Context Handling: A Modest Improvement
DeepL and other MT solutions already handled some context. They could accept termbases (terminology databases), metadata like keys or tags, and could also modify output based on neighboring segments. LLMs offer some improvement because they can ingest larger context windows to “reason” across text in a more adaptive way. But context handling itself isn’t new… it’s just a change in scale.
LLM Translation Issues
Large language models excel at producing plausible output, but they struggle with some key aspects of quality translation and localization.
1. Hallucinated Nuance
Sometimes the models add emotions or implications that aren’t present in the source text.
Source Text: 他看了我一眼。
Literal Translation: He glanced at me.
LLM Translation: He shot me a suspicious look.
There’s absolutely nothing in the source text that mentioned suspicion. This may matter or it may not… but strictly speaking, this is a mistranslation and an example of an LLM “trying to do too much”.
2. Over Localization
If you tell the LLM you’re adapting a Chinese game for an American audience, it might “try too hard” to localize the text.
Source Text: 高考
LLM Translation: SAT or College Entrance Finals
Human Translation: No single right answer.
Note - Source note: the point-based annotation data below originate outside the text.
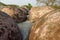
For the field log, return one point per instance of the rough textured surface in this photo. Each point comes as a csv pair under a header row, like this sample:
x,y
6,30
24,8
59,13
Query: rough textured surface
x,y
25,28
47,27
8,29
37,12
19,15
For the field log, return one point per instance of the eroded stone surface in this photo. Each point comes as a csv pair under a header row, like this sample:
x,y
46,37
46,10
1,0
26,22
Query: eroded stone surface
x,y
47,28
8,28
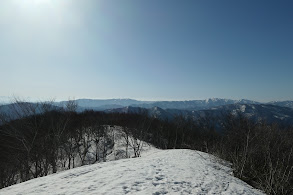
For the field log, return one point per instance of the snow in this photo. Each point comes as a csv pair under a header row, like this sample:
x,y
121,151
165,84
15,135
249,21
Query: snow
x,y
156,172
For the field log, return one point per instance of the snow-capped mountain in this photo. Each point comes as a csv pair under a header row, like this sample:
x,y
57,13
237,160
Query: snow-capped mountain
x,y
288,104
194,104
97,104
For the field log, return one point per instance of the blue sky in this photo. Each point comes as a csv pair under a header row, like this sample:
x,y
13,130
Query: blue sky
x,y
148,50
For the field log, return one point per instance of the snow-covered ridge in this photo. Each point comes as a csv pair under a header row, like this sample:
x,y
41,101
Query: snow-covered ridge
x,y
156,172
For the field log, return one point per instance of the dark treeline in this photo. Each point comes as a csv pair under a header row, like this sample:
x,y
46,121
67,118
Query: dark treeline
x,y
38,144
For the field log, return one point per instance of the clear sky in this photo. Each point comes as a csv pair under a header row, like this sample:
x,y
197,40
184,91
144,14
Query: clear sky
x,y
148,50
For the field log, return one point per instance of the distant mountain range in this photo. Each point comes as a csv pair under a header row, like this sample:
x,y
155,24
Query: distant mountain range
x,y
277,111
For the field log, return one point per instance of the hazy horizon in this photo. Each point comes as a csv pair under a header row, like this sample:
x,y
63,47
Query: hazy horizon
x,y
147,50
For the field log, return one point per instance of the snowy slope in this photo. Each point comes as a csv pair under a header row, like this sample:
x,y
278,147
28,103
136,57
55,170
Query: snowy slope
x,y
157,172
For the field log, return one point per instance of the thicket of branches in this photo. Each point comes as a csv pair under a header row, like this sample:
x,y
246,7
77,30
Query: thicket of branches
x,y
40,142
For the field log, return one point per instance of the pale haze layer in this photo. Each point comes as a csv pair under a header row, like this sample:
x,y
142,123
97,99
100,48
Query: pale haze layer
x,y
150,50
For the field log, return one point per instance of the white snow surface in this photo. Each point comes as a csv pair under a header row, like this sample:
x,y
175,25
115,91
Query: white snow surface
x,y
156,172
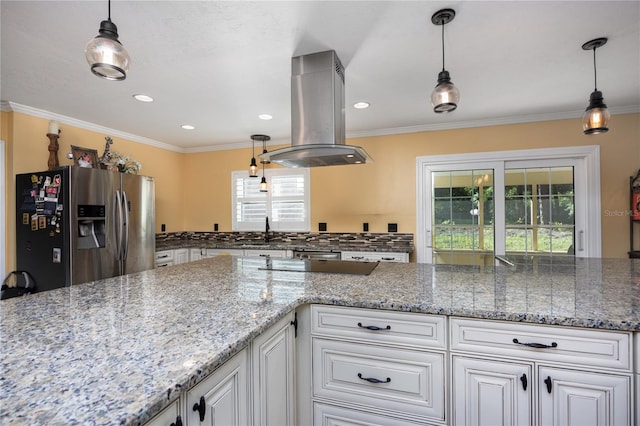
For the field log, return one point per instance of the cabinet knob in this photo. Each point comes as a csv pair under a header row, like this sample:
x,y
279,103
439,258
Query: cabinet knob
x,y
373,379
524,381
536,345
373,327
200,408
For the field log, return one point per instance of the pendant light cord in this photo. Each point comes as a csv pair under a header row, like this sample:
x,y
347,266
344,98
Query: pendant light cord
x,y
443,46
595,70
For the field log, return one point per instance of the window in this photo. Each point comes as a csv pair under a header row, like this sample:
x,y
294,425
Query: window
x,y
472,207
286,204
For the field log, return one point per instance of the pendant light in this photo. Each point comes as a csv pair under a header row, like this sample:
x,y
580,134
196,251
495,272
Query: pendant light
x,y
265,138
105,54
445,96
596,116
263,182
253,167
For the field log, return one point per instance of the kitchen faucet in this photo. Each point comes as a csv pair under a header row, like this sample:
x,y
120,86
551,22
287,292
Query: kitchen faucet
x,y
266,230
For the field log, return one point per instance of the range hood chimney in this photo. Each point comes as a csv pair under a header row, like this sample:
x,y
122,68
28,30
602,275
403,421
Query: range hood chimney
x,y
317,116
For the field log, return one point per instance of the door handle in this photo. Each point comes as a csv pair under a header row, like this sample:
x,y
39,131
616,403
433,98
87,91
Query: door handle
x,y
524,381
200,408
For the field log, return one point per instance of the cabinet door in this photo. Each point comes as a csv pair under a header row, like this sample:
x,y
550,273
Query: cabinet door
x,y
273,359
583,398
167,417
195,254
222,397
491,393
180,256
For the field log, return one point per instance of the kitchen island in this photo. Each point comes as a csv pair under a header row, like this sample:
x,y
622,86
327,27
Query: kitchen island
x,y
117,351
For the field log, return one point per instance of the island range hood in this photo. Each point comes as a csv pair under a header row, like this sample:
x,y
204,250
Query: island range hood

This kind of translation needs to be handled with a lot more nuance. The 高考 (gao kao), in the Chinese cultural context, carries much more significance than the “SAT” does in the USA. Translating this into “SAT” really underscores the sheer amount of importance that students, parents, and Chinese society place on this exam. Students spend their entire “high school career” preparing for this exam. This exam alone determines what college a student will go to, and if they go to college at all. The stakes involved in taking the gao kao are way higher than signing up for and re-taking the SAT multiple times throughout a student’s high school years.
In the two cases above, the LLM provides fluent, plausible translations. But in reality, it lacks the precision and nuance in understanding needed to effectively translate these terms or segments. That is not to say that an “old school MT” solution would do better—I’m just trying to emphasize that LLMs aren’t much (or any) better than traditional machine translation in this regard.
So What Would I do?
I would actually keep the old school MT for now. I pay something like $35 USD for a DeepL API that I have used and used without worrying about tokens or usage. That’s not to say that DeepL won’t change their technology, up their rates, or make what I just said look foolish in the future. It’s just that, for now, a $35 a month API can provide solid performance at a price point that LLMs simply can’t currently match. This may change very soon. Who knows.
So are LLMs an amazing tool for companies or individuals doing localization and translation work? Absolutely. But I think the hype has reached such a level of hyperbole that decision makers who are unfamiliar with traditional MT may be duped into overpaying for a solution that has already existed for at least five years now.
The TLDR is: LLMs are genuinely useful and powerful collaboration tools but not as drop in MT replacements. And unless you plan on spending hours configuring your own privately-hosted model, it’s really difficult to beat the value traditional machine translation provides.